GET
and POST
in HTML forms - what's the difference?
In HTML,
one can specify two different submission methods for a
form.
The method is specified
inside a
FORM
element, using the METHOD
attribute.
The difference between
METHOD="GET"
(the default)
and METHOD="POST"
is primarily defined in terms of form data encoding.
The official recommendations say that
"GET"
should be used if and only if
the form processing is idempotent,
which typically means a pure query form.
Generally it is advisable to do so.
There are, however, problems related to long URLs and non-ASCII character
repertoires which can make it necessary to use "POST"
even for
idempotent processing.
Content:
"GET"
and "POST"
"POST"
for
idempotent queries
"GET"
and "POST"
The HTML specifications technically
define the difference between
"GET"
and "POST"
so that former means that
form data is to be encoded (by a browser) into a
URL while the latter means that the form data is to appear
within a message body.
But the specifications also give
the usage recommendation
that the "GET"
method should be used
when the form processing is "idempotent", and in those cases only.
As a simplification, we might say that
"GET"
is basically for just getting (retrieving) data
whereas "POST"
may involve anything, like
storing or updating data, or ordering a product, or sending E-mail.
The HTML 2.0 specification says, in section Form Submission (and the HTML 4.0 specification repeats this with minor stylistic changes):
If the processing of a form is idempotent (i.e. it has no lasting observable effect on the state of the world), then the form method should be
GET
. Many database searches have no visible side-effects and make ideal applications of query forms.- -If the service associated with the processing of a form has side effects (for example, modification of a database or subscription to a service), the method should be
POST
.
In the HTTP specifications (specifically RFC 2616) the word idempotent is defined as follows:
Methods can also have the property of "idempotence" in that (aside from error or expiration issues) the side-effects of N > 0 identical requests is the same as for a single request.
The word idempotent, as used in this context in the specifications, is (pseudo)mathematical jargon (see definition of "idempotent" in FOLDOC) and should not be taken too seriously or literally here. The phrase "no lasting observable effect on the state of the world" isn't of course very exact either, and isn't really the same thing. Idempotent processing, as defined above, does not exclude fundamental changes, only that processing the same data twice has the same effect as processing it once. But here, in fact, idempotent processing means that a form submission causes no changes anywhere except on the user's screen (or, more generally speaking, in the user agent's state). Thus, it is basically for retrieving data. If such a form is resubmitted, it might get different data (if the data had been changed meanwhile), but the submission would not cause any update of data or other events. The concept of changes should not be taken too pedantically; for instance, it can hardly be regarded as a change that a form submission is logged into the server's log file. On the other hand, sending E-mail should normally be regarded as "an effect on the state of the world".
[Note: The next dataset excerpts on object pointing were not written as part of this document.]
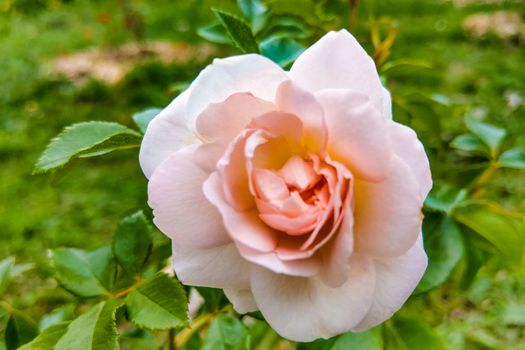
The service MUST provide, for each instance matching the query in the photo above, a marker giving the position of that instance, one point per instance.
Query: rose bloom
(295, 192)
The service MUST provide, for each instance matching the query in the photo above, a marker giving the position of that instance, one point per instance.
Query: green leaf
(256, 12)
(20, 330)
(143, 118)
(504, 229)
(132, 243)
(281, 50)
(491, 135)
(158, 303)
(239, 32)
(216, 33)
(94, 330)
(407, 333)
(445, 198)
(86, 274)
(226, 333)
(86, 140)
(48, 338)
(444, 248)
(287, 26)
(57, 316)
(214, 298)
(369, 340)
(513, 158)
(470, 143)
(6, 266)
(513, 314)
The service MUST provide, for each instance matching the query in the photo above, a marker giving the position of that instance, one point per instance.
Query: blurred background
(68, 61)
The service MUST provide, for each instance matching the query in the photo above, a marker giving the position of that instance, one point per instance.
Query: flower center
(295, 198)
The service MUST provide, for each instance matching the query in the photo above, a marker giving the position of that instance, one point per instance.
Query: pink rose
(293, 191)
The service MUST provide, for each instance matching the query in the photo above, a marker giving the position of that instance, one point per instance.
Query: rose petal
(232, 170)
(221, 122)
(242, 300)
(337, 61)
(358, 133)
(396, 278)
(175, 194)
(218, 267)
(337, 252)
(250, 73)
(298, 173)
(244, 227)
(407, 146)
(292, 99)
(387, 104)
(269, 186)
(166, 134)
(269, 260)
(388, 214)
(303, 309)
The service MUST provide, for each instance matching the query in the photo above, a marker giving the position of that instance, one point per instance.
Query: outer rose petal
(179, 207)
(224, 77)
(166, 133)
(303, 309)
(292, 99)
(221, 122)
(218, 267)
(388, 214)
(396, 278)
(242, 300)
(357, 132)
(337, 61)
(387, 104)
(245, 226)
(407, 146)
(336, 254)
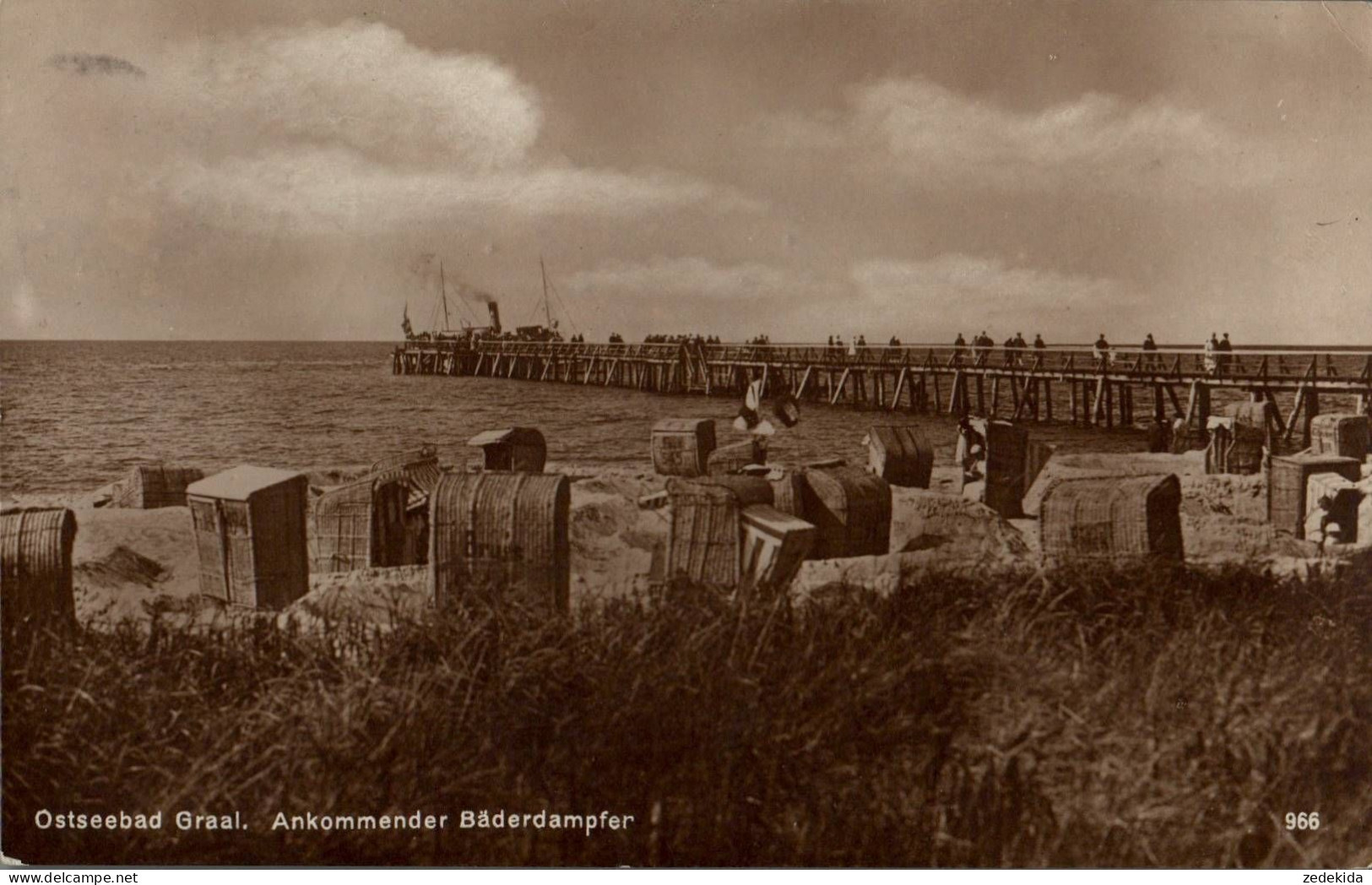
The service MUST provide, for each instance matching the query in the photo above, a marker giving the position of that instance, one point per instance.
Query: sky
(301, 171)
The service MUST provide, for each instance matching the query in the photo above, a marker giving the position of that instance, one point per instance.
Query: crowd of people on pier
(1218, 351)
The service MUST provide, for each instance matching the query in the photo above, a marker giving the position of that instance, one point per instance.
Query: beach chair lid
(241, 483)
(505, 434)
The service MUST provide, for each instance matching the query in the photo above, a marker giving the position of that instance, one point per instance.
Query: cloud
(87, 63)
(339, 190)
(362, 87)
(686, 278)
(926, 136)
(940, 294)
(353, 128)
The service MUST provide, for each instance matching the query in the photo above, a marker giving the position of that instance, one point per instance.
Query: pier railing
(932, 377)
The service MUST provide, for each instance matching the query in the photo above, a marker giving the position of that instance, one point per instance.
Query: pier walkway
(935, 379)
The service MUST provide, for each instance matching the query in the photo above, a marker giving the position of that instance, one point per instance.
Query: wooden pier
(1126, 388)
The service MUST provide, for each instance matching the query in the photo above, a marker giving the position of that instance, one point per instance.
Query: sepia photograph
(922, 434)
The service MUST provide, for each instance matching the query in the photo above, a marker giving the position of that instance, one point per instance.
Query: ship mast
(548, 313)
(442, 285)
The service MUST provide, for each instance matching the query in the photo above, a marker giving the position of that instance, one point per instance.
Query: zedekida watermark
(588, 823)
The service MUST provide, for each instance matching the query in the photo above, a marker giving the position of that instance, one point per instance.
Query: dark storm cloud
(87, 63)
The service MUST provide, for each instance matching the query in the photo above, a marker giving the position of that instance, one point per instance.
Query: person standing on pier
(1150, 351)
(1225, 355)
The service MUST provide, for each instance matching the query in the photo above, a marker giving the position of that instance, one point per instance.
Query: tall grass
(1066, 718)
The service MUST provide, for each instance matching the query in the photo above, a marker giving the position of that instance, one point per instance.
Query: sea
(77, 415)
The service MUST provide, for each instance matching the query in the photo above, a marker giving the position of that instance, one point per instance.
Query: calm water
(79, 413)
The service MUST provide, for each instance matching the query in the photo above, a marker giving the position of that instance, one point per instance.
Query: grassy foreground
(1060, 719)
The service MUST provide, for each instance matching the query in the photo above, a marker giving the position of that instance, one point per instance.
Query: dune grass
(1099, 718)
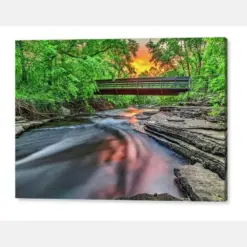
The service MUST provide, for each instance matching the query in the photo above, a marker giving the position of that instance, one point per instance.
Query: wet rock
(24, 125)
(200, 184)
(199, 141)
(149, 197)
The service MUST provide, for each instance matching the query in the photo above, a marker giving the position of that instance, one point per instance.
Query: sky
(142, 62)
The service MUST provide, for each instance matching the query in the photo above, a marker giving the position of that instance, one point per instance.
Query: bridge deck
(144, 86)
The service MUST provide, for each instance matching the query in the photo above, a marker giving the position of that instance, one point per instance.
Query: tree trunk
(23, 62)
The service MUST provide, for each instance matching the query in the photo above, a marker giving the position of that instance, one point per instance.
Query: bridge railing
(146, 82)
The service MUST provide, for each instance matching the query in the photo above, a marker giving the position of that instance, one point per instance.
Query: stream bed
(92, 158)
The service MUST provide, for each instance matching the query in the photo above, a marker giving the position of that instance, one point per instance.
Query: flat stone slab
(200, 184)
(148, 197)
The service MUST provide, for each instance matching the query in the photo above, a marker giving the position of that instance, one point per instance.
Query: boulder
(200, 184)
(22, 126)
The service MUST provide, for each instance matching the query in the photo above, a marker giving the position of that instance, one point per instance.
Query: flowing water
(89, 160)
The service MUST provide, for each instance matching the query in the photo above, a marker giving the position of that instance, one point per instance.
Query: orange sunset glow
(142, 62)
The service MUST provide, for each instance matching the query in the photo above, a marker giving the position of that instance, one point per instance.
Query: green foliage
(63, 70)
(51, 72)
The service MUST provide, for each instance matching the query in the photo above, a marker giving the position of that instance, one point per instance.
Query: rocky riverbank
(22, 124)
(201, 139)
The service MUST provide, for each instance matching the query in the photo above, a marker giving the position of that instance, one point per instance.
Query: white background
(234, 209)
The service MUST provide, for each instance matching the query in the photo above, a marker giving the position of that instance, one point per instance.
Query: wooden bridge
(144, 86)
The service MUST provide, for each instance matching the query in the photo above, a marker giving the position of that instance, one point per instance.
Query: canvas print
(121, 119)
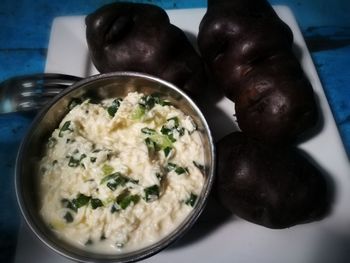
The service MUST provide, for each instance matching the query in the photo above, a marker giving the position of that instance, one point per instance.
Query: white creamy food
(121, 174)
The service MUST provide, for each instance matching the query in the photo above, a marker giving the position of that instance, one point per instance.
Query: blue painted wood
(24, 33)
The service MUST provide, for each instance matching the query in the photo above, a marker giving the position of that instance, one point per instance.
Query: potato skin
(139, 37)
(248, 50)
(270, 186)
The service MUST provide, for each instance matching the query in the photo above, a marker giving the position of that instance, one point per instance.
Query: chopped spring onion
(151, 193)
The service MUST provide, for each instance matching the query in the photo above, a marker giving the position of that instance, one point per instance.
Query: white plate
(215, 238)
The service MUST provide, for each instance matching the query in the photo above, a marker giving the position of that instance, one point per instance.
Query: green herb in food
(151, 147)
(178, 169)
(191, 200)
(80, 201)
(65, 127)
(95, 203)
(75, 162)
(199, 166)
(147, 102)
(181, 170)
(125, 199)
(116, 179)
(148, 131)
(151, 193)
(167, 151)
(112, 110)
(170, 166)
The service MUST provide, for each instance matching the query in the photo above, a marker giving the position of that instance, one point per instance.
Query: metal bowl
(103, 86)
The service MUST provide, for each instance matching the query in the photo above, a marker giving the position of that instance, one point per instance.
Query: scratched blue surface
(24, 33)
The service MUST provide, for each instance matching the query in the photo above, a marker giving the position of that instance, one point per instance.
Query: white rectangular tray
(233, 239)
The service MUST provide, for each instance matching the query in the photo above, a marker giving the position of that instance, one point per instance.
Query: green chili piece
(81, 201)
(65, 127)
(167, 151)
(181, 170)
(148, 131)
(112, 110)
(191, 200)
(199, 166)
(95, 203)
(125, 199)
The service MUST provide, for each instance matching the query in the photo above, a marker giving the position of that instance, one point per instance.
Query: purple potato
(139, 37)
(275, 187)
(248, 50)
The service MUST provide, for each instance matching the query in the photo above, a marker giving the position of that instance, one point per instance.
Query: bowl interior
(100, 87)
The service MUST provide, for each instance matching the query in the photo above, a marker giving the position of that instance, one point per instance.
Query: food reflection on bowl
(116, 168)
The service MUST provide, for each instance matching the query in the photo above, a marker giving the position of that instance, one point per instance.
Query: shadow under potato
(213, 216)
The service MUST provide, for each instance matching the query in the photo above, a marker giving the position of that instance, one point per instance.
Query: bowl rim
(149, 250)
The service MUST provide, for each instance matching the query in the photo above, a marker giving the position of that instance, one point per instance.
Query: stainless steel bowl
(101, 86)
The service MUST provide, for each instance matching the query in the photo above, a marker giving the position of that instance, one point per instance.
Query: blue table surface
(24, 32)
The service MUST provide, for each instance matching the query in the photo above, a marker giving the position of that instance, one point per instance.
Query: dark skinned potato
(248, 50)
(270, 186)
(139, 37)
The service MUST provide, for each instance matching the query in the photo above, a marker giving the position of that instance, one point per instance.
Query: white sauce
(90, 144)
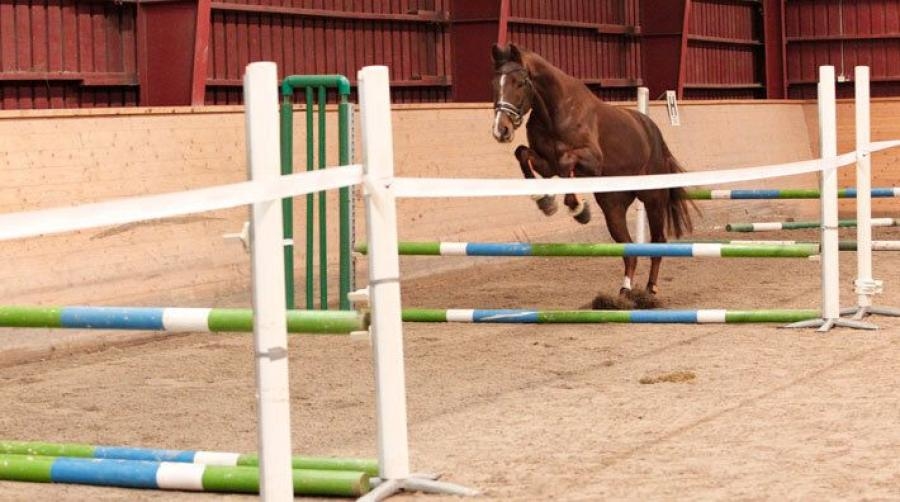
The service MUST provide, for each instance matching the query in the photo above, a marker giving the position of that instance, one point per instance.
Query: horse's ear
(515, 54)
(499, 54)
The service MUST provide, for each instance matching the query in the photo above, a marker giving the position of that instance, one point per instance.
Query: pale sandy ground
(553, 412)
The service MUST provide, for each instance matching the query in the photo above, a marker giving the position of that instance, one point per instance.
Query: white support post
(640, 221)
(267, 264)
(831, 306)
(384, 292)
(384, 271)
(864, 282)
(866, 286)
(828, 189)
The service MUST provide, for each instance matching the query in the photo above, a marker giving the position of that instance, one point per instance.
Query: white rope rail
(488, 187)
(149, 207)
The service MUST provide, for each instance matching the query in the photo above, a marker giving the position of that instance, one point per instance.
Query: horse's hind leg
(530, 162)
(656, 218)
(615, 208)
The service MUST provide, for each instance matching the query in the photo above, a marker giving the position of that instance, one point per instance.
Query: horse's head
(513, 91)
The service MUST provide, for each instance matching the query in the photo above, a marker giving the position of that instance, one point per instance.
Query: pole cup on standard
(828, 187)
(384, 292)
(269, 304)
(866, 286)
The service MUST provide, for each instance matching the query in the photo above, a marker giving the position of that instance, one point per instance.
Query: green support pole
(287, 205)
(344, 203)
(323, 205)
(322, 83)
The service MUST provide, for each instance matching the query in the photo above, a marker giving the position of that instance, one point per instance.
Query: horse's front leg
(530, 162)
(588, 161)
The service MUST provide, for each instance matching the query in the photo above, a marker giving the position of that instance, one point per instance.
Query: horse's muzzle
(504, 129)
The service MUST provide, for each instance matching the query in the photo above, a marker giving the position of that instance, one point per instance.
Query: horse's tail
(679, 220)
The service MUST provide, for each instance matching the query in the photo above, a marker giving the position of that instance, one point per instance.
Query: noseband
(515, 113)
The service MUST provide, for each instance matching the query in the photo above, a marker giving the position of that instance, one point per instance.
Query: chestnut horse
(572, 133)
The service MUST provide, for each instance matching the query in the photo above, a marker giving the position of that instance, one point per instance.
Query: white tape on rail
(148, 207)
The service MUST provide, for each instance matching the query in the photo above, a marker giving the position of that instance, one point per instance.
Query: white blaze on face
(497, 113)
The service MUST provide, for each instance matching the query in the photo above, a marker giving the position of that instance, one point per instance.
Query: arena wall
(56, 158)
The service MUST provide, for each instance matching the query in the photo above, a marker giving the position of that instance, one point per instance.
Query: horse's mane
(541, 69)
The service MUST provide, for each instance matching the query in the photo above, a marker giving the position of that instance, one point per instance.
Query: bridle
(515, 113)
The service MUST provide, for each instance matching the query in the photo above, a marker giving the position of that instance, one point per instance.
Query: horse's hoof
(521, 153)
(584, 217)
(547, 205)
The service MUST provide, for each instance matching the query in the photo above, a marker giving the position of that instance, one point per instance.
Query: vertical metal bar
(287, 205)
(323, 224)
(269, 325)
(310, 203)
(640, 222)
(344, 203)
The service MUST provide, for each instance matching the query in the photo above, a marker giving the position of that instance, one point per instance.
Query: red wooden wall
(724, 57)
(67, 54)
(332, 36)
(596, 41)
(89, 53)
(842, 33)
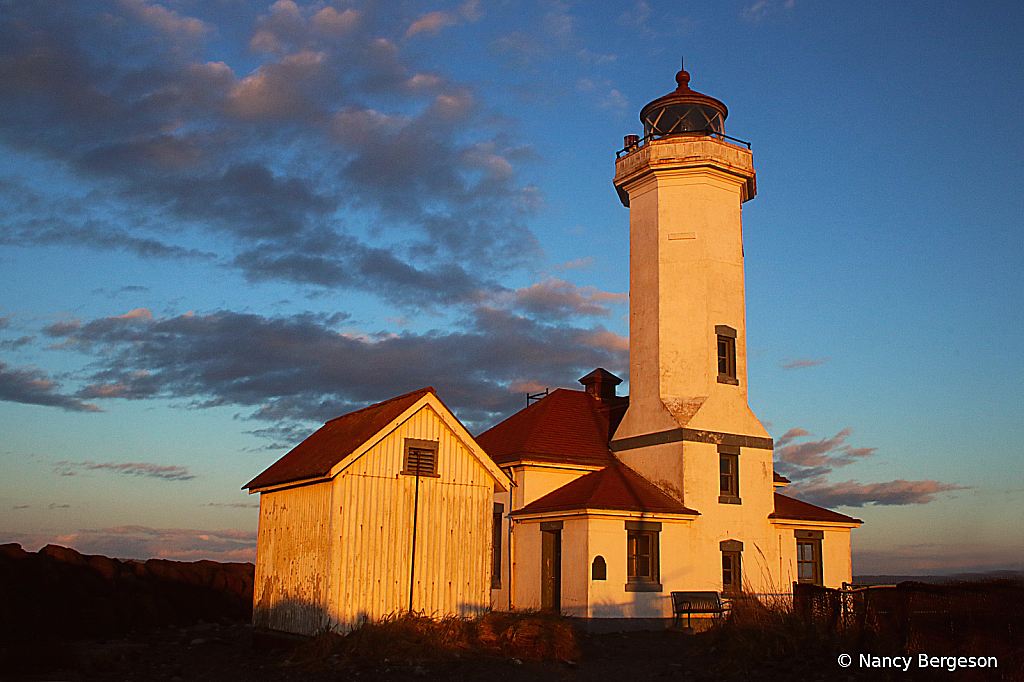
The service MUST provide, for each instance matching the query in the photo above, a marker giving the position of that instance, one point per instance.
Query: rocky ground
(230, 652)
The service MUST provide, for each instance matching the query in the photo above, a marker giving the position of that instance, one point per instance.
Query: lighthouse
(688, 427)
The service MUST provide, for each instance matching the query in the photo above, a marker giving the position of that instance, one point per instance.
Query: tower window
(642, 570)
(726, 354)
(728, 474)
(496, 547)
(732, 577)
(809, 557)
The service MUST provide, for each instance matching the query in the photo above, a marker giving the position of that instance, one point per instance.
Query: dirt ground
(230, 653)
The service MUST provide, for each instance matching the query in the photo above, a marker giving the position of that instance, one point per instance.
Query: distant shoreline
(951, 578)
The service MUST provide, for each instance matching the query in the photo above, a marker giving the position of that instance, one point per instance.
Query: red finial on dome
(682, 79)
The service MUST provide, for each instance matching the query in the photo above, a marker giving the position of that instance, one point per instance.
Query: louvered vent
(421, 458)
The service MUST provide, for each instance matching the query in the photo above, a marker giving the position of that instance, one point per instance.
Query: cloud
(137, 542)
(558, 299)
(30, 386)
(938, 558)
(165, 472)
(808, 465)
(577, 264)
(762, 9)
(791, 364)
(273, 164)
(14, 344)
(301, 368)
(432, 23)
(851, 494)
(827, 453)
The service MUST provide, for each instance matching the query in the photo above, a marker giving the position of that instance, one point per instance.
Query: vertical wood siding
(292, 559)
(373, 526)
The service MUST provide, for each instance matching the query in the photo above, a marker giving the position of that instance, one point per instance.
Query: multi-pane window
(640, 557)
(726, 354)
(642, 569)
(496, 547)
(728, 474)
(421, 458)
(809, 557)
(732, 574)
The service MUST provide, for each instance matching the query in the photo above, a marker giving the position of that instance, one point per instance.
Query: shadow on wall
(301, 616)
(58, 594)
(292, 615)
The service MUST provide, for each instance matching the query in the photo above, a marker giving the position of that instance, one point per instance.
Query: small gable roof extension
(565, 427)
(614, 487)
(314, 457)
(787, 508)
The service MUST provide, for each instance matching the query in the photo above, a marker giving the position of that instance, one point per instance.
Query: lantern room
(683, 112)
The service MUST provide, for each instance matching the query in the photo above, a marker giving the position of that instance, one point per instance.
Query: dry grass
(756, 632)
(413, 639)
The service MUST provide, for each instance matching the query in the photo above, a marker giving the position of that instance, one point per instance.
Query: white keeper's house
(587, 503)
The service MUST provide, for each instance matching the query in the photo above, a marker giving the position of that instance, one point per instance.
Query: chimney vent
(601, 384)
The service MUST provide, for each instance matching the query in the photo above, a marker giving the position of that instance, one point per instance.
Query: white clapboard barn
(383, 510)
(587, 503)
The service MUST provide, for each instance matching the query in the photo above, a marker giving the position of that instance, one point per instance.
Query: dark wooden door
(551, 570)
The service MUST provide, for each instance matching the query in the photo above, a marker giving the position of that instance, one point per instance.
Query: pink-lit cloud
(301, 367)
(137, 542)
(852, 494)
(809, 464)
(165, 472)
(32, 386)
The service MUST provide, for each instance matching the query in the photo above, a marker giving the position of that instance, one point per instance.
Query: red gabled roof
(565, 427)
(314, 457)
(615, 487)
(787, 508)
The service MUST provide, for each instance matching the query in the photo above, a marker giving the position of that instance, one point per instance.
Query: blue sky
(224, 222)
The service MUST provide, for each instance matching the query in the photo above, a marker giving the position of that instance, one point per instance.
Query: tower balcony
(714, 151)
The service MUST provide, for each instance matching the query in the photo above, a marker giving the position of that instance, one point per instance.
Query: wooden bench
(696, 602)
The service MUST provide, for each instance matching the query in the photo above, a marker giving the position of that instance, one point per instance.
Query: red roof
(565, 427)
(314, 457)
(615, 486)
(787, 508)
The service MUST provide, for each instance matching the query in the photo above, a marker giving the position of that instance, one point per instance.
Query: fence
(964, 619)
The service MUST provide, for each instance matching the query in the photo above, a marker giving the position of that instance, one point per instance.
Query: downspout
(511, 562)
(412, 561)
(510, 474)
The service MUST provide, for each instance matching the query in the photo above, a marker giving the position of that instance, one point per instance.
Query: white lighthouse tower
(688, 427)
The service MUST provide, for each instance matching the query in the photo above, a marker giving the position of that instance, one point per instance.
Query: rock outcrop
(59, 594)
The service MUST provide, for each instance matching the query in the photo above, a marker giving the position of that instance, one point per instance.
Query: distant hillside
(57, 593)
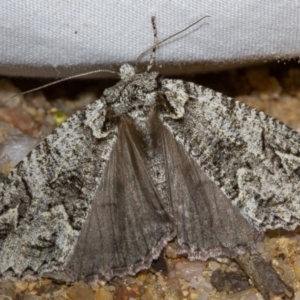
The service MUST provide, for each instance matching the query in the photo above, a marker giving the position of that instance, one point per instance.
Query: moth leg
(264, 277)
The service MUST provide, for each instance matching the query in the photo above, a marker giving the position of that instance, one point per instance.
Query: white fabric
(64, 37)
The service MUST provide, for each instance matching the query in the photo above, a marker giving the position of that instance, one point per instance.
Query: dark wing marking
(127, 225)
(53, 185)
(207, 224)
(254, 158)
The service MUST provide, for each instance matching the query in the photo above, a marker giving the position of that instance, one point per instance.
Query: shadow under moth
(153, 160)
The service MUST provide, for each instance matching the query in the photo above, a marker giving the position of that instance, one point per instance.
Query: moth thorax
(126, 72)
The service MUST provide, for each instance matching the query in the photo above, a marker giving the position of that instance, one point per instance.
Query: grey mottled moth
(152, 160)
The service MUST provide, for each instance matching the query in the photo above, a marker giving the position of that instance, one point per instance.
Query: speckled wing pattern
(151, 160)
(253, 158)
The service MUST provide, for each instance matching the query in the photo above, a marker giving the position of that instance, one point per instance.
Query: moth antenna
(156, 44)
(59, 81)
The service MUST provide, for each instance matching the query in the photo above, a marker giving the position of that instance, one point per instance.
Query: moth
(153, 160)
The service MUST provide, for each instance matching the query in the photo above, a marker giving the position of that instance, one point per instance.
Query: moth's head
(126, 72)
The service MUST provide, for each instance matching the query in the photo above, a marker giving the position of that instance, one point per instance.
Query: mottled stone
(80, 291)
(224, 281)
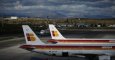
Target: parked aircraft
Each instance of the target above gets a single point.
(58, 38)
(34, 44)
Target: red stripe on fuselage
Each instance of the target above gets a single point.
(83, 41)
(48, 47)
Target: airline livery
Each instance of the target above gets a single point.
(58, 38)
(34, 44)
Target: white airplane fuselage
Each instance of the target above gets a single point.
(71, 50)
(82, 41)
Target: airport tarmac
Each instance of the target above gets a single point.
(9, 49)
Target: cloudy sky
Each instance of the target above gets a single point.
(58, 8)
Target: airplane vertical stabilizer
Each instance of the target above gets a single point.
(55, 34)
(30, 36)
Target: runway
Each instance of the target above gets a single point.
(9, 49)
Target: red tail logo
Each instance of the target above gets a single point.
(54, 33)
(30, 37)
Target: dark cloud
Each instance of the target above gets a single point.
(59, 8)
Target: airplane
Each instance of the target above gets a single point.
(58, 38)
(90, 51)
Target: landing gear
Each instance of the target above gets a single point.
(92, 57)
(65, 54)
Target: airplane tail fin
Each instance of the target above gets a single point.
(55, 34)
(30, 36)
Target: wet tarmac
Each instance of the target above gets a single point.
(9, 49)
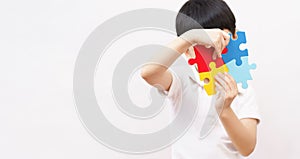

The HTTP specifications aren't crystal clear on this, and section Safe Methods in the HTTP/1.1 specification describes the principles in yet another way. It opens a different perspective by saying that users "cannot be held accountable" for side effects, which presumably means any effect than mere retrieval:
In particular, the convention has been established that the GET and HEAD methods SHOULD NOT have the significance of taking an action other than retrieval. These methods ought to be considered "safe". This allows user agents to represent other methods, such as POST, PUT and DELETE, in a special way, so that the user is made aware of the fact that a possibly unsafe action is being requested.
Naturally, it is not possible to ensure that the server does not generate side-effects as a result of performing a GET request; in fact, some dynamic resources consider that a feature. The important distinction here is that the user did not request the side-effects, so therefore cannot be held accountable for them.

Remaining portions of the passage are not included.